246070 Determinants of recovery among clients of the comprehensive, recovery-oriented community mental health system

Monday, October 31, 2011: 2:44 PM

Jangho Yoon, PhD, MSPH , Health Management and Policy Program, Oregon State University, College of Public Health and Human Sciences, Corvallis, OR
Objectives: Several states have recently put in place comprehensive, recovery-oriented, community-level models of mental health care. This study aimed to identify an individual's characteristics that modify chances of achieving recovery among participants in the Full-Service Partnerships (FSP), California's comprehensive county mental health program. Methods: Using data from the FSP programs on 9,208 individuals aged 18 or older from 2005 to 2009, this study estimated Markov models of bi-weekly residential transitions among nine residence statuses including living independently in the community, being homeless, and being in jail. Transition probabilities were parameterized with socio-demographic characteristics, DSM-IV diagnoses of mental disorders and substance abuse, and dichotomous continuous program participation. Independent community living was considered as achieving recovery status. Results: Greater age was a significant predictor of independent community living, and reduced jail use (p < 0.01). Compared to whites, nonwhites were more frequently found to be homeless and use jail (p < 0.01). Gender and education levels had no independent effect on residential movements. Persons with schizophrenia were the least likely to have the independent living status, followed by persons with bipolar disorders (p < 0.01). Substance abuse significantly reduced the likelihood of independent living and increased chances of being homeless and using jail (p < 0.01). Continuous program participation significantly increased the likelihood of independent living (p < 0.01). Conclusions: Younger age, being nonwhite, severe mental disorders, and substance abuse reduce the likelihood of independent living among participants of comprehensive, recovery-oriented community mental health programs. Continuous program participation appears promising.

Learning Areas:
Biostatistics, economics
Conduct evaluation related to programs, research, and other areas of practice
Program planning
Public health or related research
Social and behavioral sciences

Learning Objectives:
(1) Discuss patterns and determinants of recovery for clients of recovery-oriented community mental health programs. (2) Describe features of a comprehensive, recovery-oriented model of community mental health care. (3) Explain how to examine recovery of persons with severe mental illness using administrative records.

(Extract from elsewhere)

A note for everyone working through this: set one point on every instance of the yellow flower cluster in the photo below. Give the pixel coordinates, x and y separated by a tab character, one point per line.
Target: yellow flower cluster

Keywords: Mental Health Services, Public Mental Health

Presenting author's disclosure statement:

Qualified on the content I am responsible for because: I was part of a group of lead investigators involved with the evaluation of the Full Service Partnership programs of California.
Any relevant financial relationships? No

I agree to comply with the American Public Health Association Conflict of Interest and Commercial Support Guidelines, and to disclose to the participants any off-label or experimental uses of a commercial product or service discussed in my presentation.